Reminds me of an incident driving down a busy road towards some traffic lights on a busy, sunny day - lots of traffic & pedestrians around.
As I drove down towards a busy junction, out of the corner of my eye I caught a glimpse of a Weimeraner dog, bright-eyed, floppy-eared and tongue lolling, apparently loose next to a busy junction.
Instantly, I slowed down just in case it ran out into the road, but on turning my head, it proved to be a large patch of grey moisture on the pavement, which somehow in the dappled sunlight my brain had "filled in" the necessary detail to make it look like a dog.
For an instant it was like one of those "rabbit/duck" optical illusions, and enough to make me prepare to stop. I was quite amused by the illusion and the "added detail" that was filled in, and hasten to add that it's not something that happened since - maybe just a combination of dappled sunlight and a heightened sense of danger due to the amount of traffic and pedestrians around that made me "look" for a dog just in case.
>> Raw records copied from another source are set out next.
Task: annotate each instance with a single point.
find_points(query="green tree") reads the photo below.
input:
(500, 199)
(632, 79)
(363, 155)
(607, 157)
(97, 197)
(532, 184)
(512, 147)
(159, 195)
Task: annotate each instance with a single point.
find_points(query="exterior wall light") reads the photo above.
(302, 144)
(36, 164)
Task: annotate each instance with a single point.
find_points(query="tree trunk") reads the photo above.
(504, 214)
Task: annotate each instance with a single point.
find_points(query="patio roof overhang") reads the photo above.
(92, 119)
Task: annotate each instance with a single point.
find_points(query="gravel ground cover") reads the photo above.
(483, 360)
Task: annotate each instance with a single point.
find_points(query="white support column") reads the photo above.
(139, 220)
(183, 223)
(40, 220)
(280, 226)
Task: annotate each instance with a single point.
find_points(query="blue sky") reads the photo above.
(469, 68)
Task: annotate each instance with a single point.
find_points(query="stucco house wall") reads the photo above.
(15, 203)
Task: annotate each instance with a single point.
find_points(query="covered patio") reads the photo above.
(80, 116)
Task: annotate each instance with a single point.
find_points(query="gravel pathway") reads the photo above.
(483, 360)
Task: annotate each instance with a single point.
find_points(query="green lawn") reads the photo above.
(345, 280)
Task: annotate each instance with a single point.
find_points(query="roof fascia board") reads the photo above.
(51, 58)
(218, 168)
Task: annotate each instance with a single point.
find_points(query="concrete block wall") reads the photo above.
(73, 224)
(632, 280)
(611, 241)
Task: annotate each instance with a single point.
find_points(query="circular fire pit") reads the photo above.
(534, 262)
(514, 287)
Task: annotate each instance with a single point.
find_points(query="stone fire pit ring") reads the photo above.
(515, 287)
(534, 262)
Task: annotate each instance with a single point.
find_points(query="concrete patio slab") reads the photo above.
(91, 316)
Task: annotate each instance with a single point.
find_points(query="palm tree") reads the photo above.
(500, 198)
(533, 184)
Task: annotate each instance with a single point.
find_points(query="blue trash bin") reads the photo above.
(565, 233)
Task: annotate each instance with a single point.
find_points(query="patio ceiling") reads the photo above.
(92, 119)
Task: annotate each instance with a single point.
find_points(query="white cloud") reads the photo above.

I might also add that I have two cats, with the accompanying bizarre expeditions into cat psychology - the chasing of "nothings" and fixations on tiny moving/non-moving light patterns and pieces of fluff.
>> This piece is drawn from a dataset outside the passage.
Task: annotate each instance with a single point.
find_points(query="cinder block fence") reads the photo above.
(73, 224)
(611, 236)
I'm amazed at their patience with small visual things that disturb them, presumably as an evolutionary result of waiting for extended periods outside mousehouses, waiting for things to emerge.
There's a small patch of paint next to my bed a few feet off the ground, that's been absent-mindedly "touched up" with a single brushstroke of eggshell paint on a background of matte emulsion - in the semi-darkness of my reading light I'm quite frequently disturbed by one of the less sane of our cats repeatedly leaping at this tiny patch of paint, presumably because it differs sufficiently in brightness and contrast to make it worthy of investigation.
I'll quite frequently get a "start" whilst trying to have a quiet read, by the cat unexpectedly leaping at this seemingly inconspicuous patch of paint not far from my head, with an accompanying alarmingly-elephantine "thump" as she returns to earth. You would think that this would provide only a moment's amusement, but no, she has to be firmly told off for her to leave it alone, and will decide to have another go a couple of days later. Something about it, whilst seeming completely insignificant to me, and after a considerable number of unsuccessful investigations on her part, seems to make it a cat magnet.